On 8/05/2023 9:47 pm, Andres Freund wrote:
> Did you have any occasions where CREATE or DROP DATABASE was interrupted?
> Either due the connection being terminated or a crash?
I've uploaded an edited version of the PG log for the time as
https://objective.realityexists.net/temp/log-extract-2023-05-02.txt
(test_behavior_638186279733138190 and test_behavior_638186280406544656
are the two DBs that got corrupted).
I cannot see any crash in the test logs or the PG logs, but whether it
was interrupted is less clear. I don't know whether the the tests ran
successfully up to the point where they tried to drop the DBs (I've
since added logging to show that next time), but DROP DATABASE did not
return after 30 seconds and the client library (Npgsql) then tried to
cancel the requests. We then tried to drop the DB again, with the same
results in both cases.

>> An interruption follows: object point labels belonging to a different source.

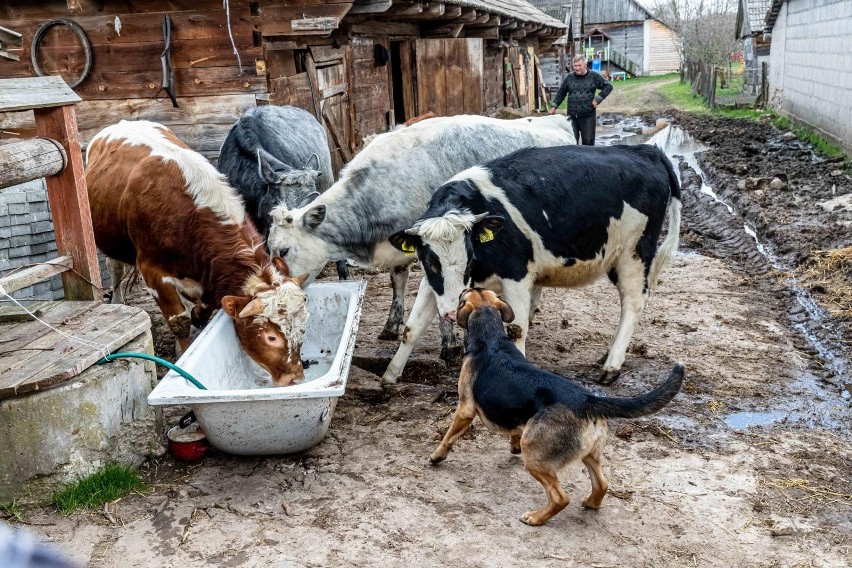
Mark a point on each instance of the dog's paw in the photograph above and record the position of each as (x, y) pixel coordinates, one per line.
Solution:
(437, 458)
(389, 335)
(452, 354)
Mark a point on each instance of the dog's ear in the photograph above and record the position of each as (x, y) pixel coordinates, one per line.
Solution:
(506, 312)
(463, 313)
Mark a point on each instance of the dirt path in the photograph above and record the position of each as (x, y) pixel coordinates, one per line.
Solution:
(691, 486)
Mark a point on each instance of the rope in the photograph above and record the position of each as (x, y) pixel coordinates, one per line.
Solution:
(228, 18)
(154, 358)
(100, 347)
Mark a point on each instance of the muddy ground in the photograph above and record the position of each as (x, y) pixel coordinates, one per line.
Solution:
(751, 465)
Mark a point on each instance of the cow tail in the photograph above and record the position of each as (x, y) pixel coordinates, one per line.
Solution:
(642, 405)
(667, 249)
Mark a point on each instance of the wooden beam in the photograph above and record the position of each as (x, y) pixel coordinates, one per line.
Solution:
(35, 92)
(446, 30)
(31, 159)
(467, 16)
(406, 8)
(493, 20)
(370, 6)
(328, 118)
(69, 205)
(34, 274)
(490, 32)
(433, 11)
(385, 28)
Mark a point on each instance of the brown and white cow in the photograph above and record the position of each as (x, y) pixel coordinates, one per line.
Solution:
(164, 208)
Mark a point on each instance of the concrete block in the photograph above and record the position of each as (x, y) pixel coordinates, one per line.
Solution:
(51, 438)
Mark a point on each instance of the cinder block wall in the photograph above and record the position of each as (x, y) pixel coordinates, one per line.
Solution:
(811, 65)
(26, 237)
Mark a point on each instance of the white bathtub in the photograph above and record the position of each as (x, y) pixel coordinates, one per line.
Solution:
(241, 413)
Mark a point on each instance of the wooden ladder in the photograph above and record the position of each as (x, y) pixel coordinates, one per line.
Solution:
(56, 156)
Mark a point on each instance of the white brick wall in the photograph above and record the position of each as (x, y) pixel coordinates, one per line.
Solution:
(810, 65)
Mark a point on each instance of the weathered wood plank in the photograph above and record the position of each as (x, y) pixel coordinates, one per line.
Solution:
(15, 337)
(37, 273)
(38, 368)
(28, 160)
(35, 92)
(69, 205)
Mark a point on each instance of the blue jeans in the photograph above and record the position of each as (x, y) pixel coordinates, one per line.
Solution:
(584, 126)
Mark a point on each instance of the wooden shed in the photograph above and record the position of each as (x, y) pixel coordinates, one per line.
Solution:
(640, 44)
(751, 21)
(359, 66)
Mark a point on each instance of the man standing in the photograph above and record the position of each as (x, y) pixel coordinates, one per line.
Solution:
(580, 86)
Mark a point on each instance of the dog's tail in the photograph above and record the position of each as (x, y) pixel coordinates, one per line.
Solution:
(648, 403)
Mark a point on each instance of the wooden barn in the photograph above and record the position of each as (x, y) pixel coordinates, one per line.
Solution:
(630, 38)
(556, 61)
(751, 21)
(360, 66)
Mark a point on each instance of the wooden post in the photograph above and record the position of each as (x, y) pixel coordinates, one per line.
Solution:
(69, 205)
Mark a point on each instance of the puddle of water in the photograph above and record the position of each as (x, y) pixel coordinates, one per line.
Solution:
(743, 420)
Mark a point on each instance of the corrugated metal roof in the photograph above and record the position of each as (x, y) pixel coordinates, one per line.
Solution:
(518, 9)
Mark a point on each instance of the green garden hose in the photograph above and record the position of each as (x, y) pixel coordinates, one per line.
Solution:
(157, 360)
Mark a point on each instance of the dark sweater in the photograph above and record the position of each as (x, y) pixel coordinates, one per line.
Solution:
(581, 92)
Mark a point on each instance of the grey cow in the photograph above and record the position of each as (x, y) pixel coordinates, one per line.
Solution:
(277, 155)
(387, 186)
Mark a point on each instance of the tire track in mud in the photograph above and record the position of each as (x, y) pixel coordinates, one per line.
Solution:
(714, 229)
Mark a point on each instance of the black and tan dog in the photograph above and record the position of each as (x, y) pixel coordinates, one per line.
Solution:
(551, 420)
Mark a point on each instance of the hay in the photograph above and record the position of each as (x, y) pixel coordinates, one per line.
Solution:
(829, 272)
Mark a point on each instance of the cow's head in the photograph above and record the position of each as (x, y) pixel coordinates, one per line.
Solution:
(445, 247)
(270, 321)
(296, 235)
(295, 187)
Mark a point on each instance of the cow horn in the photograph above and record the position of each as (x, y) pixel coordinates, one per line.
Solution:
(252, 308)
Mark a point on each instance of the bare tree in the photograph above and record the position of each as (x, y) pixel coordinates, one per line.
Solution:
(706, 27)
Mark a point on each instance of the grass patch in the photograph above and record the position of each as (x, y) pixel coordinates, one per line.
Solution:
(804, 133)
(12, 510)
(109, 484)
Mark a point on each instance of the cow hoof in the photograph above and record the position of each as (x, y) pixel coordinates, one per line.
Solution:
(452, 354)
(389, 378)
(608, 377)
(389, 335)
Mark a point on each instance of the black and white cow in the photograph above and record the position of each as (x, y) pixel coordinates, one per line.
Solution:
(559, 217)
(387, 186)
(277, 155)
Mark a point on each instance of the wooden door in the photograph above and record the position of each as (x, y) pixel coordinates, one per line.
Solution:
(334, 102)
(450, 76)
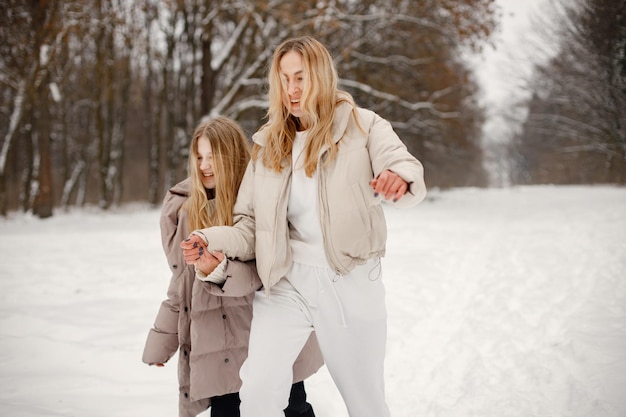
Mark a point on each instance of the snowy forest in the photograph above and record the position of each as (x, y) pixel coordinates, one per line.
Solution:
(98, 98)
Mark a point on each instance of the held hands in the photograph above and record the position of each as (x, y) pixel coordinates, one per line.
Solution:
(196, 253)
(390, 185)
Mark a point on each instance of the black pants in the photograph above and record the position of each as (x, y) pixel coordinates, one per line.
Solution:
(228, 405)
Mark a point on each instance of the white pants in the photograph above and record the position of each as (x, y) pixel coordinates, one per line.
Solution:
(349, 316)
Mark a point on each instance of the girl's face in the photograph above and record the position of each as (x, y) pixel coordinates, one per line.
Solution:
(293, 80)
(206, 168)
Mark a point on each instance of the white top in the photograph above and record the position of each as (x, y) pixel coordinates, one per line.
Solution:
(305, 232)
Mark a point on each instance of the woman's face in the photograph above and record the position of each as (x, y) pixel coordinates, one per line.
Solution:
(206, 169)
(293, 77)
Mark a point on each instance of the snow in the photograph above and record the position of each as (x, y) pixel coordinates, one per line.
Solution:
(502, 303)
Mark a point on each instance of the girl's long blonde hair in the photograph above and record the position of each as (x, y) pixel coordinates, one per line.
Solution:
(231, 153)
(320, 97)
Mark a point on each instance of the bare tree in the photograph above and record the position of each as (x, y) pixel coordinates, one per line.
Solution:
(575, 131)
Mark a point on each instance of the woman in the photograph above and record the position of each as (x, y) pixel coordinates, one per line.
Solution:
(209, 319)
(309, 210)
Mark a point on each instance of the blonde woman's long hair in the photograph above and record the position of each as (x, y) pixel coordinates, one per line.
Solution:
(320, 97)
(231, 153)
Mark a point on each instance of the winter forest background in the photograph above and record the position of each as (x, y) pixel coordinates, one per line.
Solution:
(98, 97)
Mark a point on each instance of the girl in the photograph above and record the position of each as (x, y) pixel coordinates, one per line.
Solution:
(208, 320)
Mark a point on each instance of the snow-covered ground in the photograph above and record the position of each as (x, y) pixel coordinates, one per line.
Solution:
(502, 303)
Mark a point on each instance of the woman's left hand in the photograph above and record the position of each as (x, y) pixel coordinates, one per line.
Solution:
(390, 185)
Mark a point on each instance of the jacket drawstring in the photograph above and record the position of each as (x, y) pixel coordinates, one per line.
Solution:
(343, 316)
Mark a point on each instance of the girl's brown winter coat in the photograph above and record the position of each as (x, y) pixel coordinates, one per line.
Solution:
(210, 324)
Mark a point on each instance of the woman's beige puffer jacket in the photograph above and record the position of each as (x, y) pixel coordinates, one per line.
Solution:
(210, 324)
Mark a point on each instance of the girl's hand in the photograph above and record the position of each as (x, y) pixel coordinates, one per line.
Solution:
(193, 247)
(389, 184)
(209, 261)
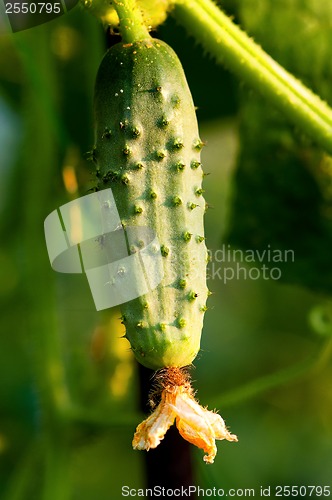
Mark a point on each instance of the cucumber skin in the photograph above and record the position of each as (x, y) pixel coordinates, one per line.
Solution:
(147, 149)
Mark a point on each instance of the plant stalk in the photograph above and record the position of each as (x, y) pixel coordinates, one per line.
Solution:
(234, 48)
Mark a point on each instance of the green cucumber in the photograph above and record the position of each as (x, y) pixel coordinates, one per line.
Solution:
(147, 150)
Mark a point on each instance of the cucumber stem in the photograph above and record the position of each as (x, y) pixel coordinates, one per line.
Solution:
(132, 27)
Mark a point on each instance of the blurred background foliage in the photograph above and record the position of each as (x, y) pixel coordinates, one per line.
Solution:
(68, 383)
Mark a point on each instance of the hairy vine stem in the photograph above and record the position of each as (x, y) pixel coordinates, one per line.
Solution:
(234, 48)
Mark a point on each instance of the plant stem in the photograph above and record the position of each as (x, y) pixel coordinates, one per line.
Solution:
(132, 27)
(233, 47)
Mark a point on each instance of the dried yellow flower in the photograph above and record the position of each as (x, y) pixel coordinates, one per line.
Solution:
(196, 424)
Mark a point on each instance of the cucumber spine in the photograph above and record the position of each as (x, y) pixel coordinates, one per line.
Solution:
(147, 149)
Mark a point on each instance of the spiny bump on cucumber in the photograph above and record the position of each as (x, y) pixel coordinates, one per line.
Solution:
(161, 154)
(164, 250)
(176, 201)
(142, 84)
(195, 164)
(107, 133)
(138, 209)
(180, 166)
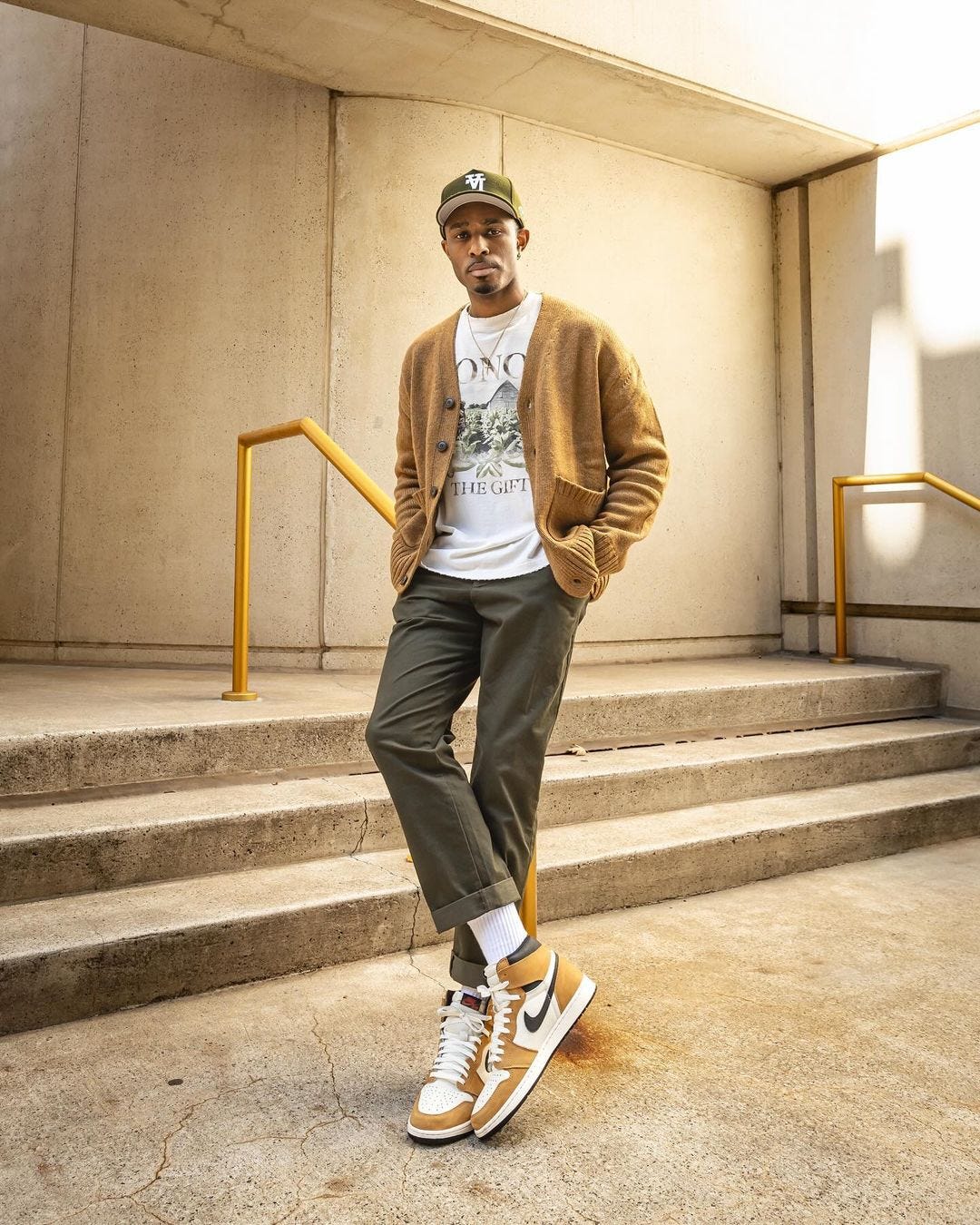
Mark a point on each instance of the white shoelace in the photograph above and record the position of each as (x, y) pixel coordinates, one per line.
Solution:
(501, 1000)
(458, 1039)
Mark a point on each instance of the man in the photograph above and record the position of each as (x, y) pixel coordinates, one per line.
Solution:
(529, 458)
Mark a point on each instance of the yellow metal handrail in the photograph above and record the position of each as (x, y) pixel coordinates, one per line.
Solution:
(343, 463)
(385, 507)
(839, 484)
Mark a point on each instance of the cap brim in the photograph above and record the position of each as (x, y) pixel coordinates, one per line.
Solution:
(469, 198)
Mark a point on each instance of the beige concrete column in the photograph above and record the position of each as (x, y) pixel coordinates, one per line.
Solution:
(41, 67)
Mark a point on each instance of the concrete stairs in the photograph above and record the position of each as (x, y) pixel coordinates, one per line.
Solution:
(126, 876)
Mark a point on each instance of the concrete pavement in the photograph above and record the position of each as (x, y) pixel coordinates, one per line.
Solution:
(799, 1050)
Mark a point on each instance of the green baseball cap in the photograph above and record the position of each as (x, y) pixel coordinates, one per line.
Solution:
(495, 189)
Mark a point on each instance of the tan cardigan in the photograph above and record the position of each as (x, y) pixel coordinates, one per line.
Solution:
(593, 446)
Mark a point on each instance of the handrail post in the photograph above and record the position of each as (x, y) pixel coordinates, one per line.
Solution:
(240, 691)
(840, 577)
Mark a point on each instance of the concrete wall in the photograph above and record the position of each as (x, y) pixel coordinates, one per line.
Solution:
(879, 69)
(679, 262)
(893, 251)
(222, 266)
(164, 220)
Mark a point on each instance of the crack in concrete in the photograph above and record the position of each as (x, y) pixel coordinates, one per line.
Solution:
(517, 75)
(458, 51)
(363, 829)
(220, 22)
(405, 1168)
(343, 1112)
(132, 1196)
(412, 946)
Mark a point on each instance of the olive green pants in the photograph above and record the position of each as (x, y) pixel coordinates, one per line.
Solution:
(472, 839)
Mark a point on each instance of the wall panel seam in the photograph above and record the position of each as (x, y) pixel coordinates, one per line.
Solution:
(59, 573)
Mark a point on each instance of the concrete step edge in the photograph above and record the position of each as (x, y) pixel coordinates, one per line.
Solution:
(224, 896)
(316, 818)
(186, 937)
(41, 762)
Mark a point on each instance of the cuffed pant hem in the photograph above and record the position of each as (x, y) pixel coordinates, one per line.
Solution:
(467, 974)
(475, 904)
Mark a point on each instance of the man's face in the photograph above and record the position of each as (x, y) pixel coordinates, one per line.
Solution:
(482, 241)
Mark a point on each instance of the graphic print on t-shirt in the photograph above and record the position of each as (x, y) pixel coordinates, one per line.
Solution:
(485, 518)
(489, 435)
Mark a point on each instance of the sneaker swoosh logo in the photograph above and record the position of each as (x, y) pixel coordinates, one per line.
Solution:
(534, 1022)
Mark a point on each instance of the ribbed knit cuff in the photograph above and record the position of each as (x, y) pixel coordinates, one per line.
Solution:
(606, 557)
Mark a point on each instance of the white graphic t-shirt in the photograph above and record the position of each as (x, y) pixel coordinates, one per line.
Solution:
(485, 520)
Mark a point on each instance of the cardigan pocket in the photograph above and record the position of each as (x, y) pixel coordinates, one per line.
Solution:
(570, 506)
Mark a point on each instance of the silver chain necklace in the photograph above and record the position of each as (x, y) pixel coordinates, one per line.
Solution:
(487, 358)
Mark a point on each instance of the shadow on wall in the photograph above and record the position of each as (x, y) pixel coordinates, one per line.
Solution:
(912, 405)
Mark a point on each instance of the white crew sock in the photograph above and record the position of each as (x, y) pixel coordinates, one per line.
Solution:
(499, 933)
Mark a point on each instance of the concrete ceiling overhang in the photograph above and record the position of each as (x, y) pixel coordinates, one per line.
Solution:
(435, 51)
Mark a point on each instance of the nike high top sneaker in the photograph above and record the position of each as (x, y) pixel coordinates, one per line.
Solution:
(535, 1001)
(445, 1102)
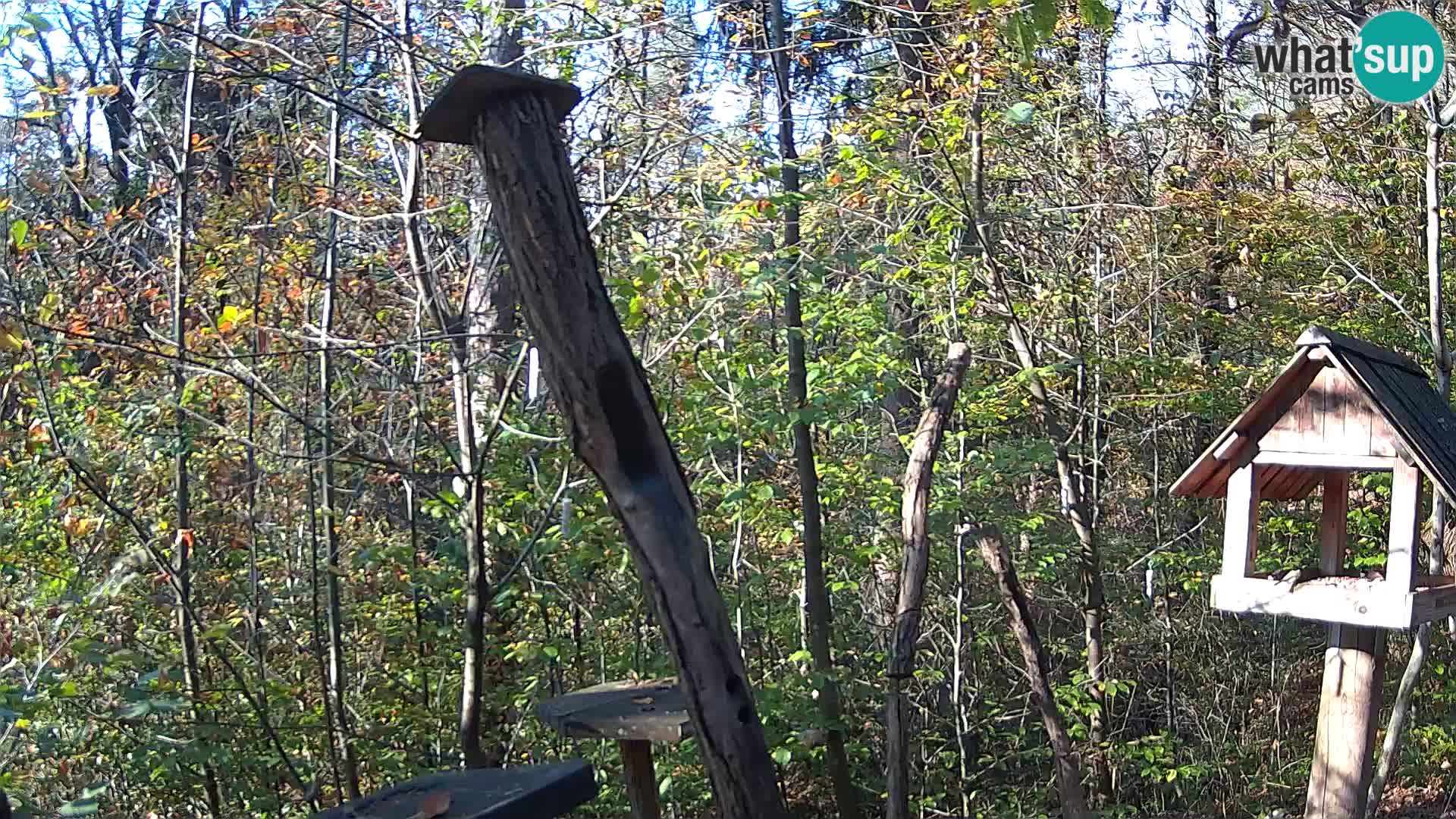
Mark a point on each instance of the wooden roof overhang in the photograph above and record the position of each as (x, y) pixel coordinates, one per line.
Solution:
(1391, 394)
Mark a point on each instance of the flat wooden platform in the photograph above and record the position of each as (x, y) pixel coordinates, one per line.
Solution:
(1353, 601)
(528, 792)
(647, 710)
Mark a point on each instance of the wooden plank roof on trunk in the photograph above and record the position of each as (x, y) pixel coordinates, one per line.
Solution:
(1391, 384)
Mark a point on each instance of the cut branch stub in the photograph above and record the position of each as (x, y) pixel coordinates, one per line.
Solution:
(450, 118)
(615, 428)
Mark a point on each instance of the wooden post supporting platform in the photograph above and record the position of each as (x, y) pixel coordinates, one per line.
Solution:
(637, 758)
(514, 123)
(1345, 739)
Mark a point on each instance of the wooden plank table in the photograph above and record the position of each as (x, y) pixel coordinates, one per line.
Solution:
(635, 713)
(526, 792)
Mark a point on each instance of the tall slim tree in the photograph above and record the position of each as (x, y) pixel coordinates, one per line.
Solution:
(328, 502)
(182, 445)
(816, 591)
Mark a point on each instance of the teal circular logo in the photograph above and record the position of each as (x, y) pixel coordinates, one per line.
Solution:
(1400, 57)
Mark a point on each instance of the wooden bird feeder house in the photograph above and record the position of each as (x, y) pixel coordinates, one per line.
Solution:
(1341, 406)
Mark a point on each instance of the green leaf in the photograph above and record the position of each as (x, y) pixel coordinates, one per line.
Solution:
(1095, 14)
(1043, 18)
(1021, 112)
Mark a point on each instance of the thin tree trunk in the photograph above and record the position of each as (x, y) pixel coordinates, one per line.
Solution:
(1038, 670)
(473, 331)
(185, 539)
(816, 592)
(1401, 707)
(615, 428)
(1074, 503)
(338, 678)
(915, 532)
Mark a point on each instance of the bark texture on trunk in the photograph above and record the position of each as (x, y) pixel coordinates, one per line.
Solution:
(1401, 707)
(1038, 670)
(816, 592)
(915, 532)
(615, 428)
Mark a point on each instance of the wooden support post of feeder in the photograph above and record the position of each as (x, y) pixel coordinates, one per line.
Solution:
(1341, 406)
(635, 713)
(513, 120)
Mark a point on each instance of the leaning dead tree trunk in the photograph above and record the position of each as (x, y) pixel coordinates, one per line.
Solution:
(513, 121)
(816, 592)
(1401, 708)
(182, 494)
(1038, 670)
(913, 513)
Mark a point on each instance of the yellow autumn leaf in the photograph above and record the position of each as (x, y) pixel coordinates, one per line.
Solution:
(11, 337)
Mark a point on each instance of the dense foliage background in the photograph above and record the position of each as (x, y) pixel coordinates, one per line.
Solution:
(237, 411)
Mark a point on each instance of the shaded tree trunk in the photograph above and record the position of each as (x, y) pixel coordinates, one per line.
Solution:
(816, 592)
(1075, 506)
(1421, 646)
(1038, 672)
(915, 532)
(329, 507)
(615, 428)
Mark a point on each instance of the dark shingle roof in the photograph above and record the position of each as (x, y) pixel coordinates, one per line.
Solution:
(1392, 384)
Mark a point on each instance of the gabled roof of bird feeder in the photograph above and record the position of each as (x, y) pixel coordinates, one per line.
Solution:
(1340, 404)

After the second attempts timed out we closed the
connections anyway - so maybe that was the interruption?
> As described in
> https://postgr.es/m/20230314174521.74jl6ffqsee5mtug%40awork3.anarazel.de
> we don't handle that correctly for DROP DATABASE.
>
> I think that might actually fit the symptoms - the DropDatabaseBuffers() will
> throw away the dirty buffer contents from the WAL strategy CREATE DATABASE,
> but if you then get cancelled ata point before all the files are removed, the
> on-disk fails with all-zeroes would remain.
Oooh, that does seem to fit! Thank you for digging that up.